Years ago, while following my handy-dandy, trusty GPS late one foggy night on a KY backroad, the path split. The GPS told me to go in one direction, but my “gut” said go the other. I followed my GPS. After winding through the narrow road, which seemed to get narrower and foggier as I drove, the directions from my GPS eventually led me to a metal gate at the entrance of a cow field. In newfound wisdom, I thought to myself, “This GPS is wrong.” Lesson learned: never assume your GPS is always right.

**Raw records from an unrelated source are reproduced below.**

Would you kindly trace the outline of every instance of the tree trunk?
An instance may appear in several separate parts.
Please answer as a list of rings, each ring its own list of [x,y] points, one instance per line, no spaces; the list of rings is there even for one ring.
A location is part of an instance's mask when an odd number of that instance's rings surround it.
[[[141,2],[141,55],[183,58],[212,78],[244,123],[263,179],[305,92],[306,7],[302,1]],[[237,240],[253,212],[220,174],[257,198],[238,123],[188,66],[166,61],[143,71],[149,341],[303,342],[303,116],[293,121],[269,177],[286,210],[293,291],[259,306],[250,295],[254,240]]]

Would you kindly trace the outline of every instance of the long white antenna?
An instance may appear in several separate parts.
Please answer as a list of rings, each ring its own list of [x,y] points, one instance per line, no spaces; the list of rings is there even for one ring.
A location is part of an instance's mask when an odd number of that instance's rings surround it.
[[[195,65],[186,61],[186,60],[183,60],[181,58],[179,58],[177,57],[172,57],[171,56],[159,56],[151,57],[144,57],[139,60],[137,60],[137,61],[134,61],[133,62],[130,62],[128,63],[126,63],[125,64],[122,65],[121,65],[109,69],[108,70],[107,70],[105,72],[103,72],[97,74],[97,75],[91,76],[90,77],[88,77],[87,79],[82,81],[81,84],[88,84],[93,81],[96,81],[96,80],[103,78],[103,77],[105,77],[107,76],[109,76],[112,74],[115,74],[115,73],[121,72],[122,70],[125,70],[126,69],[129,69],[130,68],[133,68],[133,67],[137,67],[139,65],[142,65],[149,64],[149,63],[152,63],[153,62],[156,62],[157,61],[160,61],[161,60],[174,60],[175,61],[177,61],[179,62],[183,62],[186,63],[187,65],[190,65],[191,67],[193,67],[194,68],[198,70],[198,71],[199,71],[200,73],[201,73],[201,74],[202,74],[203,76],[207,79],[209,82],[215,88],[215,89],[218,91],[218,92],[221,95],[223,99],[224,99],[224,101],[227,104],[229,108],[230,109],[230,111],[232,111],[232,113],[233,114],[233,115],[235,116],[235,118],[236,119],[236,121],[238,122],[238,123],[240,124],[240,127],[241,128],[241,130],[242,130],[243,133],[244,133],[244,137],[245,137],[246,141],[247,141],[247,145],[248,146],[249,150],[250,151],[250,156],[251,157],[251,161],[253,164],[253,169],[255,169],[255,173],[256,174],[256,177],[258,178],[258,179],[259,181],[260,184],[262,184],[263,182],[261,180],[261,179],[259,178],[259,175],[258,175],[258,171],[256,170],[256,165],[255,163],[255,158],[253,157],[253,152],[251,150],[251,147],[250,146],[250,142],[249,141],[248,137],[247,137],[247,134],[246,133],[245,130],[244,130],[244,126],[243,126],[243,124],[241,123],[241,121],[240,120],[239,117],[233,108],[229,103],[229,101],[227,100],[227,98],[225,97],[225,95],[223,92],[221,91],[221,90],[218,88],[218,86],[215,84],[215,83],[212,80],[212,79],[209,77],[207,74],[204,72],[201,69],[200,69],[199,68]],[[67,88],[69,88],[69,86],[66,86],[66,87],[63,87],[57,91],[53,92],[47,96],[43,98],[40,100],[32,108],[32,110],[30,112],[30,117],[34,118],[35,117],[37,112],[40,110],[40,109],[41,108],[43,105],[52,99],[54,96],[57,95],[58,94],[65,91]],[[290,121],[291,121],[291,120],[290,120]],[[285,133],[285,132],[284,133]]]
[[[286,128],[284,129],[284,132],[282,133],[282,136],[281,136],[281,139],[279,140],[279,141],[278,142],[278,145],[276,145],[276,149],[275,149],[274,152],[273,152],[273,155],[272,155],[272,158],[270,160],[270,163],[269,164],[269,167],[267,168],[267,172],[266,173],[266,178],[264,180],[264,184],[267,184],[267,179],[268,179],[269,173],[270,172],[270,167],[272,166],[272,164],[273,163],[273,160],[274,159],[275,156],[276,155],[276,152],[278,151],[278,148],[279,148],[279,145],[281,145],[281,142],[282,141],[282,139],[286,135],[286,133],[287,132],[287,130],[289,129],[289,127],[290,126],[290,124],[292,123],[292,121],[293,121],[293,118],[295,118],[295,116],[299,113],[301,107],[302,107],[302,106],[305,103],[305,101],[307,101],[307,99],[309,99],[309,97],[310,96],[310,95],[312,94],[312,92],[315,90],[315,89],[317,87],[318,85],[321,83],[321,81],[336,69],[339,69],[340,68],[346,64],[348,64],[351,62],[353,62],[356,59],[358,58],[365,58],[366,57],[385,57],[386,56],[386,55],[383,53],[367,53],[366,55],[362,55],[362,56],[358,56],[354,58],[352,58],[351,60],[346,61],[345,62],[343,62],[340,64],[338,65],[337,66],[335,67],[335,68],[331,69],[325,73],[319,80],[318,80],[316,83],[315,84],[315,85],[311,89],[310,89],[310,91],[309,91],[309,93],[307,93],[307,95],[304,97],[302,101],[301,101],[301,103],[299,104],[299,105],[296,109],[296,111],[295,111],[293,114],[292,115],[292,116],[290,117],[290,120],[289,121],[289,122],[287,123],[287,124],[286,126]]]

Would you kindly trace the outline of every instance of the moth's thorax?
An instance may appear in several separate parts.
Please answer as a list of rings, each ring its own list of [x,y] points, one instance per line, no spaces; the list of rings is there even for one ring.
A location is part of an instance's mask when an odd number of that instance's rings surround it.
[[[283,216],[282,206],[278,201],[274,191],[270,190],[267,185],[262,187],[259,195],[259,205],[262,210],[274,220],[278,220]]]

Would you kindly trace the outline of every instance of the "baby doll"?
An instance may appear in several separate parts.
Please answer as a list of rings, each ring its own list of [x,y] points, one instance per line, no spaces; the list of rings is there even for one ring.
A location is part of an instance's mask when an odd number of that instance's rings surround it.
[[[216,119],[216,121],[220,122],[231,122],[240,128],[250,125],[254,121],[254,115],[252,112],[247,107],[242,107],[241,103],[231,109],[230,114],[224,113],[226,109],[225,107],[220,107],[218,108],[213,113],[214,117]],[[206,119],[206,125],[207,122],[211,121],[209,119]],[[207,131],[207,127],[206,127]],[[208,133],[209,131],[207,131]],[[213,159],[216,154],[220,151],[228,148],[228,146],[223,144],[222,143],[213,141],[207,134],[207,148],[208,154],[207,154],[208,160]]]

We have all found ourselves at the proverbial “fork in the road,” when a decision needs to be made but we have more than one option. How do we know the will of God when facing decisions in life? Do we simply follow our GPS? Could it be that we flip a coin? Or maybe we just go with our “gut” feeling. There actually is a better option. Scripture is not silent about these “forks in the road.”

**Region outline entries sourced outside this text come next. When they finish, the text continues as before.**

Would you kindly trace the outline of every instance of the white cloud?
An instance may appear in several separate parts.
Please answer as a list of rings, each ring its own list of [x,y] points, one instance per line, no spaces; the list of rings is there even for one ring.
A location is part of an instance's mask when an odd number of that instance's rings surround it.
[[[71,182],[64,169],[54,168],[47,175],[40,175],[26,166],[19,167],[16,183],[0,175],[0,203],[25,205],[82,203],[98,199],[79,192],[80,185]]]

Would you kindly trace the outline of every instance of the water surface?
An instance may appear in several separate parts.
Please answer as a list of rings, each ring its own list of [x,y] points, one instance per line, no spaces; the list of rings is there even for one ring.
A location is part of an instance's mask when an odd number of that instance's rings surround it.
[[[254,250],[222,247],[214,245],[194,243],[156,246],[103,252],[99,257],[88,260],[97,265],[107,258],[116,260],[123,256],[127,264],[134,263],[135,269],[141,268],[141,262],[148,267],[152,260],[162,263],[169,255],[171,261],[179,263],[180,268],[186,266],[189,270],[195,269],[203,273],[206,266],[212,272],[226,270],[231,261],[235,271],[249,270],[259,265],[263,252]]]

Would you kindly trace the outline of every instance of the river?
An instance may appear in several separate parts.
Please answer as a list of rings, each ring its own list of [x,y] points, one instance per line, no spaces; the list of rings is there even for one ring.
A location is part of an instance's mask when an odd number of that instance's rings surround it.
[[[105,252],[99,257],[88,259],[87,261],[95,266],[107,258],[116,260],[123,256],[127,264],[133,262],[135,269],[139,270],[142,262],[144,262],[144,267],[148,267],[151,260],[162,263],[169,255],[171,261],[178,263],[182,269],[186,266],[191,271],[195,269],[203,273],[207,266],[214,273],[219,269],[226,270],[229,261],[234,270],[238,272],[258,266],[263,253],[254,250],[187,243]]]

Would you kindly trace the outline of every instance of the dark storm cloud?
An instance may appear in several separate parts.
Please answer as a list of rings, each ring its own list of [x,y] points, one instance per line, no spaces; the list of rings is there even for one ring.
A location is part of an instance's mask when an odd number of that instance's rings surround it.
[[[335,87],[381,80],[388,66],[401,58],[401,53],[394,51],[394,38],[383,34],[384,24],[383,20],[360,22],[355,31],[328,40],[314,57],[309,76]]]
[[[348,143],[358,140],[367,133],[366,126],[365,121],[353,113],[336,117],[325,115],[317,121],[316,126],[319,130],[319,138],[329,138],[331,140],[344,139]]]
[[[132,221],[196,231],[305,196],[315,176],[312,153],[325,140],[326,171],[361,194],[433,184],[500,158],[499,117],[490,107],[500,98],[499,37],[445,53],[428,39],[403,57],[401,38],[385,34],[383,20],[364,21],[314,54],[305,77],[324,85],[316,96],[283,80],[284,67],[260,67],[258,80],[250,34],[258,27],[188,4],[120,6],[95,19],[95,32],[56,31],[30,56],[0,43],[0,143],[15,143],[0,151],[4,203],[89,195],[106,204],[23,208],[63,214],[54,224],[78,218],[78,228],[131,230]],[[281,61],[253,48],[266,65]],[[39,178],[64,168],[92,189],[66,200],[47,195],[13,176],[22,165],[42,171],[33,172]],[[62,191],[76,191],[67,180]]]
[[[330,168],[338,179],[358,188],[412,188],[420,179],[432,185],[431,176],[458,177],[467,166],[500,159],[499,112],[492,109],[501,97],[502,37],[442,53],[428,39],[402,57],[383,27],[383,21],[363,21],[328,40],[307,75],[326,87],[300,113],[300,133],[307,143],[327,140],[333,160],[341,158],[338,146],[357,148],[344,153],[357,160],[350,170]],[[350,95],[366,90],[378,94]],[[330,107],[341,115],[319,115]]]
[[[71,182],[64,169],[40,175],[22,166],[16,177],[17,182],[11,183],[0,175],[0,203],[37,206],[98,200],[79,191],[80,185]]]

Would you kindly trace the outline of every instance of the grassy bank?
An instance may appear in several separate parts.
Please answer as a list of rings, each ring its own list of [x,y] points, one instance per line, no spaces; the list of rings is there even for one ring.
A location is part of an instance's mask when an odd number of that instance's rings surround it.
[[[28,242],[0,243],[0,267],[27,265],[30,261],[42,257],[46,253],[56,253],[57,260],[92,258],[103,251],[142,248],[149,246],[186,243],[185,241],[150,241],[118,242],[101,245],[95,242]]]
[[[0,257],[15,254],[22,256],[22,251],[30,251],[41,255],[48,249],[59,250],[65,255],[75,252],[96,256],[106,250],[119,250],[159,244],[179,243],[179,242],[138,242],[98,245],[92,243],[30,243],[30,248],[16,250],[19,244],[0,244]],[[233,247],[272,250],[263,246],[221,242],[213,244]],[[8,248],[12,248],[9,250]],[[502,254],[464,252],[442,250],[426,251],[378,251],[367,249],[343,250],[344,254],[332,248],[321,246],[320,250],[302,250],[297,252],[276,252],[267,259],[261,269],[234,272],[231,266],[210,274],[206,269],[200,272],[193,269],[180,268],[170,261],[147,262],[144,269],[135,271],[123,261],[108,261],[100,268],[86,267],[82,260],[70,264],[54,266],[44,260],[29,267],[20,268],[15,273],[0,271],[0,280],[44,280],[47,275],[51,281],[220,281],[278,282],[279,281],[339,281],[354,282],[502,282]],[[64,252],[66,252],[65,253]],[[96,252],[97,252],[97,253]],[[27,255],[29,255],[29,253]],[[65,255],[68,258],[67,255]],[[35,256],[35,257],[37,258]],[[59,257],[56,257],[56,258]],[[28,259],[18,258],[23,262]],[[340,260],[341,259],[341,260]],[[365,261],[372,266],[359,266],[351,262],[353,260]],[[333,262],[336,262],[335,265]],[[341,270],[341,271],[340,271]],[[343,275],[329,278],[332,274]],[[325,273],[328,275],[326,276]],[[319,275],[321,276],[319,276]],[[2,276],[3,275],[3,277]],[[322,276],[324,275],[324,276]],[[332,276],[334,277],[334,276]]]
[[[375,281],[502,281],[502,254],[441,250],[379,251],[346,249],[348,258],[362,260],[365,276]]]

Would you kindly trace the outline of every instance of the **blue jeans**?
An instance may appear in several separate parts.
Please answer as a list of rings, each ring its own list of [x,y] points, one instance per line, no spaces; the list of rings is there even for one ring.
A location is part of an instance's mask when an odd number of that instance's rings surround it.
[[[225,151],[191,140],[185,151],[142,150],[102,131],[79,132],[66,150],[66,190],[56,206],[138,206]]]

The wisdom of King Solomon offers us guidance when facing decisions in life. He urges, “Trust in the Lord with all your heart and do not lean on your own understanding. In all your ways acknowledge Him, and He will make your paths straight” (Proverbs 3:5-6, NASB). I am afraid that all too often we make the “will of God” out to be some mystery that He hides from us, only revealing it to us if we say or do the right things—that is, pick the correct fork in the road.
To trust in the Lord with all our hearts and not lean on our own understanding and acknowledge Him in all our ways is another way of saying, “walk faithfully with God.” God’s promise for a straight path—a successful, agreeable, right path, is only after we are careful to trust in Him. God’s greatest concern in our lives is not whether we buy this car or that car, whether we move here or there, or take this job or that job. Rather, God’s greatest concern is that we fully rely on Him, that we live our lives in submission to Him.

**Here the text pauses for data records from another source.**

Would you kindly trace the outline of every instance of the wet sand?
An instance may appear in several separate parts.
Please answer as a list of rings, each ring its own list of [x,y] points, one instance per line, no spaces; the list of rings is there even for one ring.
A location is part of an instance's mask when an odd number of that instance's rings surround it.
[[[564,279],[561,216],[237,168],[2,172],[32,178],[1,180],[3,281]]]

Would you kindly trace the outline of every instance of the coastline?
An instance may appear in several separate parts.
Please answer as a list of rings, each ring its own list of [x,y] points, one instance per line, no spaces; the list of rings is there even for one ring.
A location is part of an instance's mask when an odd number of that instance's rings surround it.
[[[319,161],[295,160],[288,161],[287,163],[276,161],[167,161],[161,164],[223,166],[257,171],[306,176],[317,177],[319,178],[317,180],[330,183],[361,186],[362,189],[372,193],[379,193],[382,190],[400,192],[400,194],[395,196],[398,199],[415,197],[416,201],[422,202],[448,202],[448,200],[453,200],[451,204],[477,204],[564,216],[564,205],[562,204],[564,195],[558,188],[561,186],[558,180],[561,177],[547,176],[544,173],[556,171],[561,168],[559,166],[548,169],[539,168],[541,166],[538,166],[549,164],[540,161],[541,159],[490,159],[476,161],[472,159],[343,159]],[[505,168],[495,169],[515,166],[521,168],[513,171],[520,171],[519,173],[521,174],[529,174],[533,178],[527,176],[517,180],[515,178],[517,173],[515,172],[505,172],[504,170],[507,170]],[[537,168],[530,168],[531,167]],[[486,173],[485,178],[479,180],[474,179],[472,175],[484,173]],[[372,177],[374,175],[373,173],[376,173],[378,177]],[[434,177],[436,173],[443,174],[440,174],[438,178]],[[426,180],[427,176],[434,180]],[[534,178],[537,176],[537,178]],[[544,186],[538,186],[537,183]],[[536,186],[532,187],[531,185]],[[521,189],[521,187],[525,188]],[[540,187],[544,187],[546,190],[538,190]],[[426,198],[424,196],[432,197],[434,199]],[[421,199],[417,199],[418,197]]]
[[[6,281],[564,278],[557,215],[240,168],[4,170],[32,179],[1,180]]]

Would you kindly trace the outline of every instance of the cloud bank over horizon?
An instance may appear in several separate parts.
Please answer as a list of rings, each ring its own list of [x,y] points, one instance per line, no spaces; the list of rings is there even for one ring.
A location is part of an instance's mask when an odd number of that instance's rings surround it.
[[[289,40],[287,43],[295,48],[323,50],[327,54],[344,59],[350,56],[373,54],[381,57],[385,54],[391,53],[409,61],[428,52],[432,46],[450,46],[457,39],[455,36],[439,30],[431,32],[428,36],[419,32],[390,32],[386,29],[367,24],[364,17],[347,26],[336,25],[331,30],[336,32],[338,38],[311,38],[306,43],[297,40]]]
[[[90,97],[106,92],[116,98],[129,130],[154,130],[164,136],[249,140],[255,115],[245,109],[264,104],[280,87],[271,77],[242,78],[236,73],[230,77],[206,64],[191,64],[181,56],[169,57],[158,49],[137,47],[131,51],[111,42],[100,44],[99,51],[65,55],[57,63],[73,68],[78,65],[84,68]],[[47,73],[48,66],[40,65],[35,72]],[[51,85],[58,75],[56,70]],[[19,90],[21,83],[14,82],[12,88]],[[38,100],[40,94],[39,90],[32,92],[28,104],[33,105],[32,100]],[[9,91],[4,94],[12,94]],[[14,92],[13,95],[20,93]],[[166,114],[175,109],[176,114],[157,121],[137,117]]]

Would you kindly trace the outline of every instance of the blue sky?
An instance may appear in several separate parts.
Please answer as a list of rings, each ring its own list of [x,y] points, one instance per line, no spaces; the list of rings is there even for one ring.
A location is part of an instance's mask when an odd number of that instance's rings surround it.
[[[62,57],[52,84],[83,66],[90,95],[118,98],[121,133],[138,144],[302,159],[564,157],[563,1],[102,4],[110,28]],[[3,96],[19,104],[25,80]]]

God is after our lives, not simply the decisions we make with our lives. He wants us wholly devoted to Him, and in being so, He will make our paths straight. In other words, God is more concerned about the journey along the path than He is the particular choice on the path. Lesson learned: let’s not be as focused on the “fork in the road” as we are on His work in our lives along the road. It’s a journey along the path more than it is a “fork in the road.”